Si os gustó la primera parte de cinco cabezas, aquí traigo la segunda. Espero que la disfrutéis.
Cinco cabezas
II
ESTA CABEZA HA SABOREADO LICORES NEGROS, ha mordido panes amargos, frutos podridos. Esta cabeza ha lamido cantiles arañados por las uñas crujientes de las olas. El cielo ya no estaba. Las tempestades asfixiaban con sus tentáculos, liberaban sus truenos negros, flechaban con sus relámpagos. Sucedió esto en los mares de hierro, en el vaivén herrumbroso donde esta cabeza agonizaba sin que jamás le llegase la muerte definitiva. La madera de la embarcación sonaba a huesos aplastados por el oleaje de bronce. Esta cabeza ha sido suspendida por una soga del palo mayor. Es la cabeza que vivía pendiente del grillo embarcado en la costa española, y al que pedía que cantase, que le atrajese un poco de la respiración de las playas. Pero el grillo no cantaba. Las estrellas bajaban, al crepúsculo, a dar miga de pan mojada en vino al grillo silencioso. Y aquella gota de noche cristalizada seguía sin cantar. Pero lo hizo cuando llegó hasta él la tibieza del litoral. Y con el canto del grillo recordó toda la marinería. Pero esta cabeza, pendiente de una soga de pus, no pedía sonreír, aunque oyese la mágica música de élitros. Esta cabeza, que había comido espinas, arena, óxidos, ceniza, desgarrada por zarzas y cardos, hediendo podredumbre, no podía sonreír. Vio, abajo, sus propios brazos soldados al remo. Escuchaba su jadeo, se dolía del latigazo rojo del cómitre. Esta cabeza sufriente saboreó elixires que el aire transportaba en sus dedos transparentes.

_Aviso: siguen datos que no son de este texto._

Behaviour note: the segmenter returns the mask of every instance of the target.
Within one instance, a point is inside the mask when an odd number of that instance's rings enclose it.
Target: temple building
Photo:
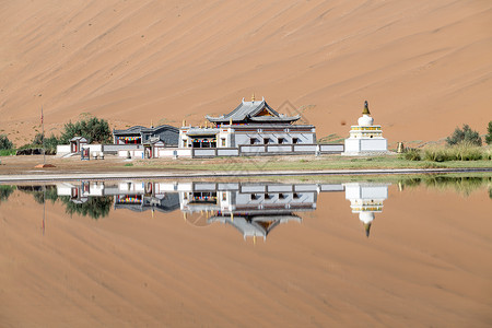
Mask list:
[[[126,130],[113,130],[114,144],[145,144],[152,141],[162,141],[166,147],[176,147],[178,136],[179,130],[167,125],[155,128],[134,126]]]
[[[345,139],[343,155],[366,155],[388,152],[388,142],[383,138],[380,126],[374,125],[367,102],[364,103],[362,117],[358,125],[350,129],[350,137]]]
[[[388,198],[389,184],[350,183],[345,187],[345,199],[350,200],[352,213],[359,213],[359,220],[364,224],[368,237],[374,213],[383,212],[383,201]]]
[[[301,148],[294,150],[296,144],[316,148],[314,126],[294,125],[301,118],[300,115],[280,114],[265,98],[256,101],[253,96],[250,102],[243,98],[231,113],[219,117],[207,115],[206,118],[208,121],[204,127],[186,126],[184,121],[179,129],[180,149],[229,148],[239,149],[239,153],[244,153],[303,151]],[[269,145],[280,148],[267,149]]]

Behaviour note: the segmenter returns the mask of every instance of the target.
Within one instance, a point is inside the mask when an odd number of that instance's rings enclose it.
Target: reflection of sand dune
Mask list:
[[[253,91],[316,105],[318,136],[373,104],[389,140],[484,132],[488,1],[10,1],[0,13],[0,129],[22,142],[90,112],[127,124],[199,122]],[[352,110],[352,112],[351,112]],[[23,120],[24,124],[21,124]],[[409,121],[414,125],[409,125]],[[435,122],[440,121],[436,126]]]
[[[485,192],[390,187],[370,239],[345,192],[320,192],[302,225],[283,224],[256,247],[231,227],[190,229],[179,211],[118,210],[95,221],[50,201],[43,235],[42,211],[20,190],[0,203],[1,327],[489,327],[492,319]]]

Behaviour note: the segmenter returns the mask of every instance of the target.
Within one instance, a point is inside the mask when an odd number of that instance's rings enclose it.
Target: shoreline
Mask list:
[[[411,175],[411,174],[450,174],[489,173],[484,168],[367,168],[367,169],[321,169],[321,171],[229,171],[211,172],[104,172],[104,173],[46,173],[0,175],[0,184],[25,181],[70,181],[70,180],[122,180],[122,179],[192,179],[231,177],[289,177],[289,176],[343,176],[343,175]]]

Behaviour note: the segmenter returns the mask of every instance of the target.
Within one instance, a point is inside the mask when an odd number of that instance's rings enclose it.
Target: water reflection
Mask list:
[[[390,184],[352,183],[344,184],[345,199],[350,200],[352,213],[359,213],[364,224],[365,235],[370,236],[374,213],[383,212],[383,201],[388,198]]]
[[[467,196],[490,177],[424,176],[398,180],[399,190],[425,185],[440,190],[453,188]],[[376,213],[383,212],[389,183],[207,183],[207,181],[80,181],[45,186],[0,186],[0,202],[17,188],[32,194],[38,203],[60,201],[70,215],[104,218],[113,210],[168,213],[180,210],[195,226],[219,222],[234,226],[243,238],[263,241],[279,225],[301,223],[303,213],[315,211],[320,192],[344,192],[352,213],[359,214],[368,237]]]

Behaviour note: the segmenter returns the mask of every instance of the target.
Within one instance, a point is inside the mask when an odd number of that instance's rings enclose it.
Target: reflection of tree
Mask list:
[[[400,180],[403,187],[417,187],[424,184],[426,187],[447,190],[454,189],[458,194],[469,196],[475,190],[485,187],[490,184],[492,177],[488,176],[445,176],[445,175],[430,175],[418,178],[407,178]],[[492,198],[491,189],[489,196]]]
[[[11,187],[12,191],[15,189],[15,186],[0,186],[0,201],[3,199],[2,196],[2,187]],[[44,190],[43,188],[46,188]],[[113,207],[113,197],[89,197],[86,202],[77,203],[70,200],[68,196],[58,196],[57,187],[54,185],[50,186],[16,186],[16,188],[23,192],[31,194],[34,197],[34,200],[37,203],[43,203],[46,200],[51,200],[51,202],[56,202],[59,200],[63,203],[66,208],[66,212],[70,215],[79,214],[83,216],[91,216],[92,219],[99,219],[106,216],[112,207]],[[10,194],[12,194],[10,191]],[[7,198],[10,196],[7,195]],[[7,200],[5,198],[5,200]]]
[[[75,203],[70,200],[68,196],[60,196],[58,198],[66,207],[67,214],[79,214],[83,216],[91,216],[92,219],[104,218],[109,214],[113,207],[113,197],[89,197],[87,201]]]
[[[0,186],[0,202],[7,201],[15,190],[15,186]]]
[[[24,186],[20,185],[16,187],[17,190],[26,194],[31,194],[34,197],[34,200],[37,203],[44,203],[45,202],[45,190],[46,189],[46,199],[51,200],[51,202],[55,202],[58,199],[57,194],[57,187],[56,186]]]

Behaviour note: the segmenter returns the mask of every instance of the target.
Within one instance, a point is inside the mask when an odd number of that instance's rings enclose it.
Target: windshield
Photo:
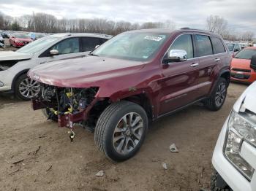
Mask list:
[[[13,34],[14,36],[16,38],[20,38],[20,39],[30,39],[29,36],[26,34],[19,34],[19,33],[15,33]]]
[[[235,47],[235,44],[227,44],[227,48],[229,50],[229,51],[233,51],[233,50],[234,49]]]
[[[133,61],[146,61],[154,56],[169,34],[148,32],[121,34],[95,50],[93,55]]]
[[[52,45],[56,42],[59,37],[56,36],[45,36],[38,40],[29,43],[26,46],[20,48],[16,52],[21,53],[35,53],[41,50]]]
[[[42,38],[42,37],[44,37],[44,36],[45,36],[45,35],[42,34],[36,34],[36,37],[37,38]]]
[[[256,49],[243,49],[235,55],[236,58],[252,59],[252,56],[256,54]]]

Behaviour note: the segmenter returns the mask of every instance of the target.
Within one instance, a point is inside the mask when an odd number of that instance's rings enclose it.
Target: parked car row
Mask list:
[[[21,43],[18,41],[26,43],[23,35],[15,34],[11,43],[15,46]],[[26,75],[30,69],[46,62],[86,56],[95,46],[110,37],[93,34],[54,34],[29,43],[15,52],[0,52],[0,92],[13,92],[17,97],[29,100],[40,90],[38,83]]]
[[[75,123],[90,128],[99,150],[121,161],[140,149],[151,121],[199,101],[219,110],[230,60],[222,37],[214,33],[128,31],[89,56],[30,69],[31,80],[42,90],[32,106],[69,128],[71,140]]]
[[[151,122],[197,102],[217,111],[230,80],[256,79],[256,47],[240,49],[232,58],[236,44],[214,33],[146,29],[111,37],[54,34],[0,52],[0,91],[32,98],[34,110],[68,128],[71,141],[75,124],[89,128],[103,154],[123,161],[139,151]],[[256,82],[223,126],[212,190],[256,189],[255,90]]]

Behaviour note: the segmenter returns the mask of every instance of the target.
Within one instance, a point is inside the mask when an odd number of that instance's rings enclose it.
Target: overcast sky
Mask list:
[[[177,28],[205,28],[210,15],[236,31],[256,34],[256,0],[0,0],[0,11],[18,17],[45,12],[57,18],[100,17],[131,23],[170,20]]]

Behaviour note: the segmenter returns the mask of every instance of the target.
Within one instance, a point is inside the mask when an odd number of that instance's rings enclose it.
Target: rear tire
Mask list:
[[[140,149],[147,133],[145,110],[132,102],[121,101],[108,106],[96,125],[94,141],[108,158],[123,161]]]
[[[204,101],[205,106],[211,111],[218,111],[224,104],[227,96],[227,80],[221,77],[214,87],[211,97]]]

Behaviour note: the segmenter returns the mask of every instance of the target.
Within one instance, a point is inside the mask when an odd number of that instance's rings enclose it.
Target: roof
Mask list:
[[[246,47],[244,49],[256,49],[256,47]]]
[[[206,33],[209,35],[217,35],[219,34],[206,31],[206,30],[201,30],[201,29],[194,29],[194,28],[181,28],[180,29],[169,29],[169,28],[147,28],[147,29],[140,29],[140,30],[134,30],[134,31],[129,31],[127,32],[149,32],[149,33],[166,33],[166,34],[171,34],[173,32],[187,32],[187,31],[191,31],[191,32],[200,32],[200,33]]]
[[[90,36],[90,37],[100,37],[103,39],[110,39],[111,35],[104,34],[94,34],[94,33],[59,33],[52,34],[53,36],[65,37],[65,36]]]

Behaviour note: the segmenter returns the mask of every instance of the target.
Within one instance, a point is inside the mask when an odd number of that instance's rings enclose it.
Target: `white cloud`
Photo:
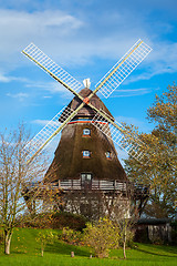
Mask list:
[[[129,82],[128,82],[129,83]],[[137,96],[137,95],[144,95],[147,93],[150,93],[150,88],[140,88],[140,89],[125,89],[125,90],[116,90],[114,92],[114,95],[111,95],[110,98],[127,98],[127,96]]]
[[[18,99],[20,102],[22,102],[24,99],[29,98],[28,93],[19,92],[19,93],[7,93],[7,96]]]

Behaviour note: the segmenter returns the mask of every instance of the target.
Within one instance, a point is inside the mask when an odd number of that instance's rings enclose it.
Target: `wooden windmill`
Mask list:
[[[138,40],[129,51],[103,76],[92,91],[90,80],[82,83],[53,62],[33,43],[22,53],[59,81],[74,94],[62,109],[27,145],[28,163],[62,131],[54,160],[44,177],[44,183],[60,185],[64,191],[85,193],[85,190],[124,190],[126,174],[117,158],[114,143],[131,156],[140,160],[142,142],[129,143],[124,127],[100,100],[100,91],[108,98],[114,90],[147,57],[152,49]],[[80,209],[81,212],[81,209]]]

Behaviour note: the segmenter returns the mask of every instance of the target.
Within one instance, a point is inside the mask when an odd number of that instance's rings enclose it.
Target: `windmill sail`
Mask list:
[[[150,51],[150,47],[138,40],[95,85],[95,91],[100,90],[105,98],[108,98]]]
[[[113,122],[112,117],[108,117],[108,115],[103,110],[100,110],[100,112],[95,114],[92,123],[107,137],[113,140],[113,142],[115,142],[121,149],[125,150],[131,156],[137,161],[140,161],[143,158],[144,143],[138,137],[127,135],[126,130],[123,127],[123,125],[118,122]],[[110,126],[107,126],[107,124]]]
[[[35,44],[30,43],[22,53],[33,61],[38,66],[44,70],[52,78],[58,80],[71,92],[80,91],[83,85],[65,70],[59,66],[52,59],[50,59],[45,53],[43,53]]]
[[[23,153],[28,162],[46,145],[74,116],[69,106],[63,108],[25,146]],[[65,123],[64,123],[65,122]]]

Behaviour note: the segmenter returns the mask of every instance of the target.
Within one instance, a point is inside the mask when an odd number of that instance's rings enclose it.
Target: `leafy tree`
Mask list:
[[[133,183],[150,187],[146,214],[173,217],[177,211],[177,86],[168,86],[147,110],[147,119],[155,124],[149,134],[138,133],[137,127],[126,125],[126,131],[138,136],[145,154],[139,162],[125,161],[126,172]]]
[[[23,147],[29,137],[23,124],[10,133],[0,133],[0,221],[4,232],[6,254],[10,254],[17,218],[27,211],[38,194],[33,193],[25,202],[25,184],[41,178],[46,166],[40,156],[27,165]]]

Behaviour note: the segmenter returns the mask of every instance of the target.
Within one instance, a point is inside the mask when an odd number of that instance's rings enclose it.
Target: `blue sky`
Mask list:
[[[150,54],[111,98],[114,117],[149,132],[146,110],[177,79],[176,0],[0,0],[0,125],[35,134],[72,99],[20,52],[35,43],[92,88],[140,38]]]

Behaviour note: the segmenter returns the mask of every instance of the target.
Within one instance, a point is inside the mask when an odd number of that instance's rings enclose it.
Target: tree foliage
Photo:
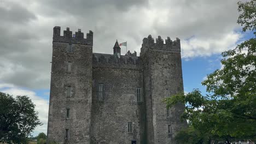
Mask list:
[[[187,104],[182,117],[202,133],[226,139],[256,139],[256,0],[238,2],[237,22],[254,33],[233,49],[222,53],[222,68],[208,75],[202,85],[188,94],[164,100],[167,107]],[[189,129],[188,130],[189,130]]]
[[[40,133],[37,136],[37,143],[46,143],[46,140],[47,139],[47,136],[44,133]]]
[[[14,98],[0,92],[0,141],[25,143],[37,125],[41,124],[35,105],[27,96]]]

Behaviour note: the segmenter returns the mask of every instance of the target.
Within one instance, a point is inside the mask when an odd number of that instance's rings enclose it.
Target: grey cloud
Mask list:
[[[35,15],[21,5],[11,2],[5,2],[7,8],[0,7],[1,21],[24,23],[29,20],[36,19]]]
[[[159,35],[163,39],[179,37],[183,44],[185,41],[182,39],[193,36],[203,43],[230,34],[237,27],[236,2],[35,0],[22,1],[22,5],[31,7],[25,8],[17,1],[8,10],[0,7],[0,18],[4,20],[0,26],[4,34],[0,35],[0,69],[7,70],[0,71],[0,80],[21,87],[49,88],[53,28],[55,26],[61,27],[62,34],[66,27],[73,32],[78,28],[85,33],[92,30],[94,52],[112,53],[117,39],[119,42],[127,40],[128,49],[139,53],[143,38],[150,34],[155,38]],[[14,9],[15,7],[17,9]],[[208,39],[203,38],[206,37]],[[190,43],[187,45],[190,46]],[[203,46],[187,51],[185,49],[183,53],[193,52],[193,55],[185,55],[193,57],[219,51],[208,51]],[[122,53],[125,53],[125,47],[121,48]],[[214,48],[220,49],[212,49]]]
[[[90,16],[94,13],[109,11],[113,10],[125,12],[131,7],[147,7],[148,0],[77,0],[71,1],[45,0],[40,2],[51,13],[44,13],[50,15],[60,15],[63,13],[71,14],[74,15]]]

Saboreó la sal que el mar doraba con sus llamaradas verdes, con sus cárdenos fuegos fatuos. Otra vez el sabor de la vida, como en las cárceles de Su Majestad, como en la selva de reptiles y ciénagas, como en las cumbres, ataviadas de cotas de nieves, de volcanes domados. Al fin, todos se fueron, abandonaron el navío silencioso, hervidero de insectos de oro, catedral de la desolación. Se fueron dejando huellas en la brisa. Un tambor, un yunque, un mosquete —quién sabe qué— medía con sus campanadas, paulatinamente adelgazadas, silenciosas hasta el terciopelo, la reverberación del sol poniente. Y esta cabeza se reclinó en el regazo de la sombra, saboreó su vida, lamió sus llagas, ya sin fuerzas para volver a comenzar, desde los corales que se alzaban marchitándose a la luna desde la helada habitación verde salpicada de diamantes.